Under such a rescue deal, it is unlikely that taxpayer money will be required or that savers will be affected, but it could affect up to 5,000 smaller investors.
Concerns about the bank's capital arose after a deal with Lloyds collapsed.
In April, the Co-op cancelled a plan to buy 631 bank branches from Lloyds Banking Group.
That was followed two weeks later by the ratings agency Moody's downgrading the bank's debt to junk status.
The agency warned the bank may need "external support" if it could not strengthen its balance sheet.
In response to Moody's, the Co-op said it had a "strong funding profile" that was "significantly above the regulatory requirements".
But the bank admitted there was a "need to strengthen our capital position in light of the broader economic downturn and the pending introduction of enhanced regulatory requirements".
It added: "We have a clear plan to drive this forward throughout the coming months."
Most of Co-op Bank's problems stem from bad loans associated with its takeover of Britannia Building Society in 2009.

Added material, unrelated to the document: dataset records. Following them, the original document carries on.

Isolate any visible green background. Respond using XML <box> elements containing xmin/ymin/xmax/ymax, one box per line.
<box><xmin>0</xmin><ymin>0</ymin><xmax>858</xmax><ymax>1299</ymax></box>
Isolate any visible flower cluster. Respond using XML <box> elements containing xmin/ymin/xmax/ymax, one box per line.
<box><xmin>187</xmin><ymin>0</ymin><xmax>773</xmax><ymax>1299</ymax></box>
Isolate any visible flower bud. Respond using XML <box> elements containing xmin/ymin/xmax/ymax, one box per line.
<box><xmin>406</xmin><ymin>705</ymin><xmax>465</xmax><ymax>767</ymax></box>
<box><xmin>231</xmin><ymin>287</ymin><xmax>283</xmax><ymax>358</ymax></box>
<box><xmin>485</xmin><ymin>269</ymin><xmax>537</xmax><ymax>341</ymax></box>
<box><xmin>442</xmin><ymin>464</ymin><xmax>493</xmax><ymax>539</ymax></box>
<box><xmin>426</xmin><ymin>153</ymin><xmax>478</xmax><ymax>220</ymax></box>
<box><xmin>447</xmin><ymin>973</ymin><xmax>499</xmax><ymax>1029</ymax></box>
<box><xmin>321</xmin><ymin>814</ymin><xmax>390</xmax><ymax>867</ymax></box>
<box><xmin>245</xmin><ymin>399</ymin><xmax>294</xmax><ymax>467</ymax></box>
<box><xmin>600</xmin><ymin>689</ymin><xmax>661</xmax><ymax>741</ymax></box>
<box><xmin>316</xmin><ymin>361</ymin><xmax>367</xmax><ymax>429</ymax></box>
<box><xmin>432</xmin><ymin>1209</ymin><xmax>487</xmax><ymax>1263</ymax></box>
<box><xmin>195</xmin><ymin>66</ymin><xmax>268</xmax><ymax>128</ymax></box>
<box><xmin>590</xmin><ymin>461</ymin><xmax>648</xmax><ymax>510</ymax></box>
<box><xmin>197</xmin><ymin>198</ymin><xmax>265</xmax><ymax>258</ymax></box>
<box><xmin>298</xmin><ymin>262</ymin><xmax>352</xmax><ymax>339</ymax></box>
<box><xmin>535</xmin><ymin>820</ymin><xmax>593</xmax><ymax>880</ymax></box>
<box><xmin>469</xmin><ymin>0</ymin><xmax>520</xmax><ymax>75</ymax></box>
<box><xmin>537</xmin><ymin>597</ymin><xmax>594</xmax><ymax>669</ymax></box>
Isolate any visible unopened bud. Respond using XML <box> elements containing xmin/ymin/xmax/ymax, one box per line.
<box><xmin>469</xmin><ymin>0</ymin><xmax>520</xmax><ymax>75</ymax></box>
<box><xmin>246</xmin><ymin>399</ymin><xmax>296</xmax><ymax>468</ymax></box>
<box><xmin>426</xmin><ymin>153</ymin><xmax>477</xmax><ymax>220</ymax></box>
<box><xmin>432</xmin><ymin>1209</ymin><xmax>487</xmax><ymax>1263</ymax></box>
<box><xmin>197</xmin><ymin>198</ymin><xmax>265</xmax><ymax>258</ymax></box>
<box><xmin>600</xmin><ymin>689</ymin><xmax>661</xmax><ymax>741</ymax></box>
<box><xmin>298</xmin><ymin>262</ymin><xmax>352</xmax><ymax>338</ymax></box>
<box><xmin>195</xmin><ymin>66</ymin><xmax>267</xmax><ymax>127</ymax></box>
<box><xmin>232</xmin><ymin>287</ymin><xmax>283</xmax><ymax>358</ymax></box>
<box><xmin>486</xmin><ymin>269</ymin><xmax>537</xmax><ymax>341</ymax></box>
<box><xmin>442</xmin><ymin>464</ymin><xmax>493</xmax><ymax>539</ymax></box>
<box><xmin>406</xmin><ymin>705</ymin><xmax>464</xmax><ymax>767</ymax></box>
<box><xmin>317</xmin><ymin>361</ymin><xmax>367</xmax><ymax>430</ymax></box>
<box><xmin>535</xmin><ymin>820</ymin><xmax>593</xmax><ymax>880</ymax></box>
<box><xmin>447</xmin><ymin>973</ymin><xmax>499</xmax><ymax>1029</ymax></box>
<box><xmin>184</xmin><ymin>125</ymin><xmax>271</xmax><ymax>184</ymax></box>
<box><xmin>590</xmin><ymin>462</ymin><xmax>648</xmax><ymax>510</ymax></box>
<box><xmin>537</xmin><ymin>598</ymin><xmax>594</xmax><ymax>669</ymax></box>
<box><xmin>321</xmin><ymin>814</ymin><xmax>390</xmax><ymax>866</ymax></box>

Any agreement with Co-op would be the first test of the new city regulator, the Prudential Regulation Authority, since it assumed responsibility from the Financial Services Authority in April for regulating the banks. Part of its mandate is to ensure that the banks won't have to be bailed out from taxpayer money again.
The Co-operative Group, parent of Co-op Bank, was founded in 1863. It has more than 6 million members and employs more than 100,000 people.